TB1〜134のなかからのピックアップです。来世、は当然あるという前提で詠まれているのか、おとなのやさしい嘘なのか、祈りなのか。「来世」に対する意識、この言葉でなにを表そうとしているのかがとても興味深かったです。また、「前世」「現世」ということばとセットで編まれているお歌も多かったです。それだけで三十一文字のうち九字使ってしまうことになるので、残りの文字数でことば以上の奥行きを出すのはなかなか難しそう。

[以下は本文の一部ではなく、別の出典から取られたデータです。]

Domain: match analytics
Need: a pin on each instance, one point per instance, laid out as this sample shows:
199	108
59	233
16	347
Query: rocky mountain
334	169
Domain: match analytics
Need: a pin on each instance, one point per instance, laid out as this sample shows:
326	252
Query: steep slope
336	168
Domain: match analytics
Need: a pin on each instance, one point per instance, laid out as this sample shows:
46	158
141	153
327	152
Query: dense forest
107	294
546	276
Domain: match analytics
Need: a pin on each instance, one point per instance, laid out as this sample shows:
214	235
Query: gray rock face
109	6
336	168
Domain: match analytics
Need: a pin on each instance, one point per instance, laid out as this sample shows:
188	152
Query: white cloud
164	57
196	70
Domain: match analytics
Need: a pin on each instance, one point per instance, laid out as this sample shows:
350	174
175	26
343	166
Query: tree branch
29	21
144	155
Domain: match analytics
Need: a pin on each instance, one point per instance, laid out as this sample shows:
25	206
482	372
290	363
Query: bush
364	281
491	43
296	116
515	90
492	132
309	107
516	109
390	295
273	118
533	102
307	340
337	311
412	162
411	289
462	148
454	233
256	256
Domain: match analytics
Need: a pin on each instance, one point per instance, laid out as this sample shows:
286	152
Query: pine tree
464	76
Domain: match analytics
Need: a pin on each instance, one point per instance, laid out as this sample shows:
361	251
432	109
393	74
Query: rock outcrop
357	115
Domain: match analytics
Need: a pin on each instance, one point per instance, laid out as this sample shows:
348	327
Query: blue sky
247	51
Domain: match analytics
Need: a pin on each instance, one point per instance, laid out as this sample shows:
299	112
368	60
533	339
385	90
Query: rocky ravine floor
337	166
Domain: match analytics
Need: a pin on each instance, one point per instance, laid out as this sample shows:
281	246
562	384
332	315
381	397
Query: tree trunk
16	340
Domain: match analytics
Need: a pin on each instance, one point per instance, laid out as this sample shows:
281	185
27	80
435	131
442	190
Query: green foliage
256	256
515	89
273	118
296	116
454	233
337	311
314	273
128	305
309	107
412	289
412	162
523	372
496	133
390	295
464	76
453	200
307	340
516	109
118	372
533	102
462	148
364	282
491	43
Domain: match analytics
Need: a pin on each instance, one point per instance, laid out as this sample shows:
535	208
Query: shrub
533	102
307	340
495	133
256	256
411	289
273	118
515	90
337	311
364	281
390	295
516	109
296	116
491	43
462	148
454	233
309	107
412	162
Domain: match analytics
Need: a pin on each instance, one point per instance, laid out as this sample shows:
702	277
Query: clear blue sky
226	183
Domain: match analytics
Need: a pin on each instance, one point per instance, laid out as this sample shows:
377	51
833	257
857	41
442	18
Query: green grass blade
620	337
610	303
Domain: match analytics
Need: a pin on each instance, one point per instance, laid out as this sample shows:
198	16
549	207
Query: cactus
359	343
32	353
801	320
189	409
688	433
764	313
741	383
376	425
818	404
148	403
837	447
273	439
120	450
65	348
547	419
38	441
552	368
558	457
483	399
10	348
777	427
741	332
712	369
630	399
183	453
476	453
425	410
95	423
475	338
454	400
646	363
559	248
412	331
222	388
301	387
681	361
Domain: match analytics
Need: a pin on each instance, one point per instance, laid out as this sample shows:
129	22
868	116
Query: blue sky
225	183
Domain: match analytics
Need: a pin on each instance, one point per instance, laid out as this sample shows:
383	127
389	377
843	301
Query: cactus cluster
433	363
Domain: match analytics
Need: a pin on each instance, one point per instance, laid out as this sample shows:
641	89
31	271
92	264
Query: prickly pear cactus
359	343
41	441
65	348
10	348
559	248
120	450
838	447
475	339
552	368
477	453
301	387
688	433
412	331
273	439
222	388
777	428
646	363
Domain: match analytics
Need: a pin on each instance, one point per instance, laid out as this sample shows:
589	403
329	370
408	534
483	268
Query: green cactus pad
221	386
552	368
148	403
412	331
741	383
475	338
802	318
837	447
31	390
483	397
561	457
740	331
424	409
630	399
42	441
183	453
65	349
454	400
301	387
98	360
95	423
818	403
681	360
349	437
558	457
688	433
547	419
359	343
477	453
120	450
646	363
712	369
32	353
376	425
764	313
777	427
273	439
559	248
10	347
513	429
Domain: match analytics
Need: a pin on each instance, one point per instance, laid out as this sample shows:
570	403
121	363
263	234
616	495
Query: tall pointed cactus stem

■ ひとつひとつは来世に似たり白めきて湯にほどけゆく鮭のはららご
   (中村成志)
鮭の卵を処理しているところです。私もやったことがあるんですけど、あれ、お湯でばらすと楽なぶんイクラの膜が熱でほんのり白く、かたくなるのね。鮭の腹からとりだしたひとつひとつ……その鮭が次のいのちに託したもの……が生まれぬまま「白めき」ている、その不透明なさまが、あるようでいて見えなくなっていく、捉えられない自身の「来世」感と重なります。初句が七文字となっていますが、小さな卵がひしめきあっているさまを音で表しているようにも取れて、必然的な字余りであると言えます。